輪廻の輪というのはもっとごちゃごちゃしたものかと思っていたが、花びらや蛍のようなものが漂っているように見える。
「輪廻の輪は、こんなふうに綺麗なのか?」
『…………主さまは、人それぞれだと仰っております』
「次元が違っても会話できるのか?」
『はい。
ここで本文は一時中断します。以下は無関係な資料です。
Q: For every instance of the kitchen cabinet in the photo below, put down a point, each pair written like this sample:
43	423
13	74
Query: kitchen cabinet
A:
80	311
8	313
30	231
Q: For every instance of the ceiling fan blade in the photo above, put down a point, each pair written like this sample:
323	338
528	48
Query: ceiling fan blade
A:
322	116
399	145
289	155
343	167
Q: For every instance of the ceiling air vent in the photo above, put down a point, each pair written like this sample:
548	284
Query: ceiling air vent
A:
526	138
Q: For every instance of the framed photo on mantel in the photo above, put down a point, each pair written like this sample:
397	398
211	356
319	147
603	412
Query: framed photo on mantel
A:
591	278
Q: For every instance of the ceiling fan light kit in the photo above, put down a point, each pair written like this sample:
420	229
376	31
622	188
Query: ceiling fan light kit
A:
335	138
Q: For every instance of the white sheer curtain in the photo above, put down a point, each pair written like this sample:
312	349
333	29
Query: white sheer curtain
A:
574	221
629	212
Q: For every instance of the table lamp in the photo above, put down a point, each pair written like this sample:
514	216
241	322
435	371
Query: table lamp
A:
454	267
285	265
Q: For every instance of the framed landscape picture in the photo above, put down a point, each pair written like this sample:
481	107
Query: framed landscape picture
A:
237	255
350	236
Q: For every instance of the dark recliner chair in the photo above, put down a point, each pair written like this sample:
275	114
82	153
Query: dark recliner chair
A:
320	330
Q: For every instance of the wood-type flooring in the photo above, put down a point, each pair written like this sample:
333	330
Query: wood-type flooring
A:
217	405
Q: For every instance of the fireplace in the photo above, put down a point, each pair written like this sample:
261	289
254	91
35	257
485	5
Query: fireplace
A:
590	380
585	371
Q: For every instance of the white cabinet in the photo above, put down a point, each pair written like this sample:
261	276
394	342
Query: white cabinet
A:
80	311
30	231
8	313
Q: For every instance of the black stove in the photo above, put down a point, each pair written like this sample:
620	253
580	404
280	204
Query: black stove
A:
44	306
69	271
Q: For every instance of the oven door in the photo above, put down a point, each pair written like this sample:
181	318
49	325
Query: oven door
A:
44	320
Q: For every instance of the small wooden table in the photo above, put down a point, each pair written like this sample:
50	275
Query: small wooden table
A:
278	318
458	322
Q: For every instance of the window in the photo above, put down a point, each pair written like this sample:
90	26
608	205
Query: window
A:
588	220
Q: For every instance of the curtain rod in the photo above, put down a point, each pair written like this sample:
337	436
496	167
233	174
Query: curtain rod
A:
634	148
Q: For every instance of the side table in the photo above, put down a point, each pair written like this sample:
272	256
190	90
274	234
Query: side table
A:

言葉が頭の中に響く感じですが…』
「そうか…」
『守弥様が語りかけて来ても、ちゃんと返事をするとのことです』
「そうか…、ありがたい」
遠い遠い過去に何があって袂を分かったのか、仲違いに発展したかは分からない。
護矢比古に呪いをかけたのは、嫉妬によるものだと言っていた。
だが、自分が護矢比古とシンクロした時に見えたのは、一族の者だけでなく里の民にも慕われる惣領息子の夜刀比古だ。
「そんなに、呪いを作り出す程の闇を抱えていたように見えなかったんだが…」
『心の闇を見透かすなど、簡単にはいきませんよ。
ましてや、比古であった頃のあなたは竹を割ったような性格でしたし、夜刀比古を兄として慕っていた。
そのまっすぐな心持ちが、密かに想っていた香久良の心をも掴んでしまった……。
立場も恋も脅かされていく現実に付いていけなかったのですよ。
それだけ、過去の私の心は弱く、脆く、闇に墜ちやすいものであっただけのこと』
「夜刀比古…」
頭の中に響く声には、深い後悔の念が感じられる。